Returns a new renamed Column.

asc()

Returns a Column expression with values sorted in ascending order.

asc_nulls_first()

Returns a Column expression with values sorted in ascending order (null values sorted before non-null values).

asc_nulls_last()

Returns a Column expression with values sorted in ascending order (null values sorted after non-null values).

astype(to)

Casts the value of the Column to the specified data type.

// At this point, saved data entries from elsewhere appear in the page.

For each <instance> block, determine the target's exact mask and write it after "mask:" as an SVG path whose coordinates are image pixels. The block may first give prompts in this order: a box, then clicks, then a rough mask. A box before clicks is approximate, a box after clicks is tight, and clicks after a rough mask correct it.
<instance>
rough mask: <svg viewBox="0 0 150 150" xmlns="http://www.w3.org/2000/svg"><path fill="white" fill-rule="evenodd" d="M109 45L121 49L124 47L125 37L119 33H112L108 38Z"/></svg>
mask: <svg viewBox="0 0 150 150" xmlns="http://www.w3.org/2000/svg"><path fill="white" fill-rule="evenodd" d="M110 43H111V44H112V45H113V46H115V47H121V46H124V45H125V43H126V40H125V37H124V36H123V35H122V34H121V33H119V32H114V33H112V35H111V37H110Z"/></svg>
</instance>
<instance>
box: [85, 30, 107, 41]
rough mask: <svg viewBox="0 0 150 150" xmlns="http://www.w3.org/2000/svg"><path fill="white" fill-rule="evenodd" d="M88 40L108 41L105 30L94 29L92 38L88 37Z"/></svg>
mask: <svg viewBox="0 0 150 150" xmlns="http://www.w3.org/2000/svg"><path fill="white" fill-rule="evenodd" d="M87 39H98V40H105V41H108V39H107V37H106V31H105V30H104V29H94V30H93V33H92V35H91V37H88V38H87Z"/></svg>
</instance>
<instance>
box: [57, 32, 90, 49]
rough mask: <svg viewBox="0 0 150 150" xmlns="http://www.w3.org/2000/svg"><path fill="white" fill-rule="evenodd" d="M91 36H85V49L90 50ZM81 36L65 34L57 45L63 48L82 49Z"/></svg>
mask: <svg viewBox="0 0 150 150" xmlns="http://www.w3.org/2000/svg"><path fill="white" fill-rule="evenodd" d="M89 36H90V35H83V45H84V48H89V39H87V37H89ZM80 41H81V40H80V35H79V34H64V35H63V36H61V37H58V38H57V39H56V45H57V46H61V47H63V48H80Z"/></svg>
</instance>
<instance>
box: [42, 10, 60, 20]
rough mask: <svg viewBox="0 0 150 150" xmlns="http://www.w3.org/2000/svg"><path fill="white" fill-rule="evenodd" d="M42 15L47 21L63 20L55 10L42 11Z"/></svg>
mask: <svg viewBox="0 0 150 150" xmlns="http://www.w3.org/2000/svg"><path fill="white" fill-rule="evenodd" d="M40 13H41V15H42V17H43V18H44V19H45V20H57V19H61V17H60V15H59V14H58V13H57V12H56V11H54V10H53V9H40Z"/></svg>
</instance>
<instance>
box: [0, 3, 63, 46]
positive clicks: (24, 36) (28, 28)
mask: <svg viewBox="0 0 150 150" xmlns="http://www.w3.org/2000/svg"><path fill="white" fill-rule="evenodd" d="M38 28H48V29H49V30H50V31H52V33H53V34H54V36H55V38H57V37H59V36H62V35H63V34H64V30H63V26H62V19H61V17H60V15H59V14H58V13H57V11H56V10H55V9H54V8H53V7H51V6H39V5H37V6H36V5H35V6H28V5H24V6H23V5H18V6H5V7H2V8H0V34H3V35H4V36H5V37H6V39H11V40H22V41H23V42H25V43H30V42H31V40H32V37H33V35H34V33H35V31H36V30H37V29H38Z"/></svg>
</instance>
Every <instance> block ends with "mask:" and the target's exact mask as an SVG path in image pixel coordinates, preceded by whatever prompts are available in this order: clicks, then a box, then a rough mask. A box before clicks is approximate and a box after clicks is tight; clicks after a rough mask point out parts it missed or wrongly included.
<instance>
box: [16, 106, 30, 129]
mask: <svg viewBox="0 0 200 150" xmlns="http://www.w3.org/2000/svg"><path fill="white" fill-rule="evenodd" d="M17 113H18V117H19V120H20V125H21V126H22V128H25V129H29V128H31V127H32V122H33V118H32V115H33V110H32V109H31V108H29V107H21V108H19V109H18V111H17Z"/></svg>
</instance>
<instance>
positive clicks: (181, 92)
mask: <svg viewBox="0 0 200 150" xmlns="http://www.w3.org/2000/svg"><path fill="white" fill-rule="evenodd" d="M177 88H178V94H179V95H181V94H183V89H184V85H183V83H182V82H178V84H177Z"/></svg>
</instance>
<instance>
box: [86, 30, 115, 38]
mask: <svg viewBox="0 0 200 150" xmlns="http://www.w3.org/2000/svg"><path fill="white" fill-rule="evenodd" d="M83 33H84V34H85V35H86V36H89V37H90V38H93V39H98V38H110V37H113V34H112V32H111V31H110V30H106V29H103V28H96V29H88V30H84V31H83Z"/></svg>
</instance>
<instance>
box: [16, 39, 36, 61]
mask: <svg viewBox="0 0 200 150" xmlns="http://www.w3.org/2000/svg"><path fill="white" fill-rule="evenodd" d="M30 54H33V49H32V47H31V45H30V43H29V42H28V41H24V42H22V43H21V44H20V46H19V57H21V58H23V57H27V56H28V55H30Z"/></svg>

between(lower_bound, upper_bound)

Between lower bound and upper bound.

bitand(other)

Bitwise and.

bitor(other)

Bitwise or.

bitwiseAnd(other)

Bitwise and.

bitwiseOR(other)

Bitwise or.

bitwiseXOR(other)

Bitwise xor.

bitxor(other)

Bitwise xor.

cast(to)

Casts the value of the Column to the specified data type.

collate(collation_spec)

Returns a copy of the original Column with the specified collation_spec property, rather than the original collation specification property.

contains(string)

Returns true if the column contains string for each row.

desc()

Returns a Column expression with values sorted in descending order.

desc_nulls_first()

Returns a Column expression with values sorted in descending order (null values sorted before non-null values).

desc_nulls_last()

Returns a Column expression with values sorted in descending order (null values sorted after non-null values).

endswith(other)

Returns true if this Column ends with another string.

eqNullSafe(other)

Equal to.

equal_nan()

Is NaN.

equal_null(other)

Equal to.

getField(field)

Accesses an element of ARRAY column by ordinal position, or an element of OBJECT column by key.

getItem(field)

Accesses an element of ARRAY column by ordinal position, or an element of OBJECT column by key.

getName()

Returns the column name (if the column has a name).

get_name()

Returns the column name (if the column has a name).

in_(*vals)

Returns a conditional expression that you can pass to the DataFrame.filter() or where DataFrame.where() to perform the equivalent of a WHERE .

isNotNull()

Is not null.

isNull()

Is null.

is_not_null()

Is not null.

is_null()

Is null.

isin(*vals)

Returns a conditional expression that you can pass to the DataFrame.filter() or where DataFrame.where() to perform the equivalent of a WHERE .

like(pattern)

Allows case-sensitive matching of strings based on comparison with a pattern.

name(alias)

Returns a new renamed Column.

over([window])

Returns a window frame, based on the specified WindowSpec.

regexp(pattern)

Returns true if this Column matches the specified regular expression.

rlike(pattern)

Returns true if this Column matches the specified regular expression.

startswith(other)

Returns true if this Column starts with another string.

substr(start_pos, length)

Returns a substring of this string column.

substring(start_pos, length)

Returns a substring of this string column.

try_cast(to)

Tries to cast the value of the Column to the specified data type.

within_group(*cols)

Returns a Column expression that adds a WITHIN GROUP clause to sort the rows by the specified columns.